The Book Industry Study Group held a meeting last week where they looked into whether publishers, retailers, and content creators are using ISBNs the way they’re supposed to. FYI: An ISBN is basically a serial number for an ebook or paper book.
The short answer is that a lot of companies are going their own way. Publishers and distributors regularly use the wrong ISBN, and while retailers should reject a title because of this they usually don’t. they’re more interested in getting the ebook on the market.
You can find the slides from the meeting here (PDF). Here is the executive summary:
All publishing supply-chain participants want clarity and consistency in applying ISBNs to eBooks and all would like the solution to be defined and agreed by the relevant parties. The ISBN agency is virtually irrelevant to participants and most interviewees – including sophisticated players – do not understand or acknowledge important aspects of the ISBN standard. These aspects include the international community of ISBN countries, the ratification by ISO of the standard and important standard definitions contained in the standard. Many interviewees referred to the ISBN policies and procedures as “recommendations” or “best practices” and without correction each of these issues encourages misinterpretation of the ISBN standard policies.
“Bad practice” is common and enabled at all levels within the supply chain. For example, retailers have the power to reject improperly applied title-level ISBNs but pragmatically create ‘work-arounds’ in order to make the products available for sale in the shortest possible time.
One major retailer has been ‘allowed’ to reject the ISBN almost entirely (although this pre-dates the issues with respect to eBooks). It is our view that many instances of these ‘bad practices’ are so embedded they will be difficult to dislodge.
Supply chain participants self-define important terms such as ‘product’ and ‘format’ and an industry thesaurus is suggested to alleviate this practice. Without a generally accepted thesaurus, participants are able to use terms as they please to support their arguments. All participants in the supply chain would benefit from better messaging and communication that addresses standards generally and the ISBN issues specifically. Interviewees – particularly medium and small players – repeatedly requested more information and education about standards (and related) issues. In particular, all participants would like an unambiguous eBook policy that is consistently and uniformly adopted.
With particular reference to the above, most of the interviewees failed to understand or recognize the ‘business case’ for applying ISBNs to the ultimate or purchased manifestation of the product.
Arguments regarding metadata control, data analysis or ‘discovery’ have failed to make any impact in convincing participants that the ISBN policy is one they should adopt. To publishers, these arguments sound ‘theoretical’ without any practical relevance.
While the definition of a ‘product’ is problematic (as noted above) there is a more pragmatic challenge faced by ISBN. Not only are publishers combining different content elements (in addition to text) into ‘books,’ they are beginning to redefine how books are created. Publishers contemplate gathering disaggregated content into collections that are ‘published’ specific to a customer’s requirements. As a consequence, some publishers openly question the need for an ISBN as their future publishing programs develop.

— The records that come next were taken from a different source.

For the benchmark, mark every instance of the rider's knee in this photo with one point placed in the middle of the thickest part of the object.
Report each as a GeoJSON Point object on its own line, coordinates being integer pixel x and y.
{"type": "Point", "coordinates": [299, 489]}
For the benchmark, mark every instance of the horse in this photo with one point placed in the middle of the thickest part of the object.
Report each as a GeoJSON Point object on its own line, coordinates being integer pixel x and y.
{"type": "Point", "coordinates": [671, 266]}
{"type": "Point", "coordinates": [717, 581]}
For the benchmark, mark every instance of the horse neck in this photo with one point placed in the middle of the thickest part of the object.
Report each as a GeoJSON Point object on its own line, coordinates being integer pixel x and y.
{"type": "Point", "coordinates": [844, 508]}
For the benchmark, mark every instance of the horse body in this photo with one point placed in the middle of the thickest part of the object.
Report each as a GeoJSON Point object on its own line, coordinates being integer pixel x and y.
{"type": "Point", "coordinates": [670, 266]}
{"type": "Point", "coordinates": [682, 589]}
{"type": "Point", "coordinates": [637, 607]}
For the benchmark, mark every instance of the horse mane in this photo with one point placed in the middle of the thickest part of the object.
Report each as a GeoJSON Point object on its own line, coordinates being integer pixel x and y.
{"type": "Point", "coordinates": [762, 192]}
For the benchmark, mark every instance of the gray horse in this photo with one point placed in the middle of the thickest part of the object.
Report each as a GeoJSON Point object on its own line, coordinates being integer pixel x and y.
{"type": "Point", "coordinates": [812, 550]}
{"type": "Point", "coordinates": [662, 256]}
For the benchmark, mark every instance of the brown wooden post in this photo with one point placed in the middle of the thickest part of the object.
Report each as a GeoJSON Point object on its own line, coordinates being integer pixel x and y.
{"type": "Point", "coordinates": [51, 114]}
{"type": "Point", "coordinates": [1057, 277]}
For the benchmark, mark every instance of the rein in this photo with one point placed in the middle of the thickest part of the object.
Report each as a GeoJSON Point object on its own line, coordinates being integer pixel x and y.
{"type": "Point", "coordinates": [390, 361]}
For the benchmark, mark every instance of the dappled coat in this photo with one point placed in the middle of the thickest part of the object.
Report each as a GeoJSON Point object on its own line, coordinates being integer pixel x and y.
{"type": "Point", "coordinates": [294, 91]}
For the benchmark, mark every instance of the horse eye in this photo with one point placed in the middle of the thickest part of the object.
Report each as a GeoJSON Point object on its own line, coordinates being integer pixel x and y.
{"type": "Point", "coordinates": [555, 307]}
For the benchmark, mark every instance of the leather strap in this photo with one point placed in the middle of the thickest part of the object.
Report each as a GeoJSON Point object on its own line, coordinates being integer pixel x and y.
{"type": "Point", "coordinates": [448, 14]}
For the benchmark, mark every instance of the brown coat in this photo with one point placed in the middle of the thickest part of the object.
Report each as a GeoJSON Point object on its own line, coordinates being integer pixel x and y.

While the publisher > distributor > retailer supply chain has adequately accommodated eBooks, the library market faces some unique challenges. In particular, titles available from multiple vendors and in multiple pricing packages create significant challenges to vendors operating in this segment. As eBooks become more prevalent in the library community, these issues will continue to exacerbate what is an incomplete solution to eBook identification.
The quality of meta data provided by publishers was universally derided by all downstream supply partners. In particular, very few publishers are making an effort to combine print and electronic metadata in the first instance and secondly to ensure over time that the metadata attributable to print and electronic versions of the same titles remains in sync. Repeatedly, supply chain partners referred to incomplete and inconsistent eBook metadata files and data rot in electronic metadata files over time.
Metadata quality remains an important issue and, setting aside a revision of the ISBN policies and procedures, improving metadata would be the single most important and beneficial activity publishers could undertake to improve the effectiveness of the print and electronic book supply chain.
Conclusion: There is wide interpretation and varying implementations of the ISBN eBook standard; however, all participants agree a normalized approach supported by all key participants would create significant benefits and should be a goal of all parties.
Achieving that goal will require closer and more active communication among all concerned parties and potential changes in ISBN policies and procedures. Enforcement of any eventual agreed policy will require commitment from all parties; otherwise, no solution will be effective and, to that end, it would be practical to gain this commitment in advance of defining solutions.
Any activity will ultimately prove irrelevant if the larger question regarding the identification of electronic (book) content in an online-dominated supply chain (where traditional processes and procedures mutate, fracture and are replaced) is not addressed. In short, the current inconsistency in applying standards policy to the use of ISBNs will ultimately be subsumed as books lose structure, vendors proliferate and content is atomized.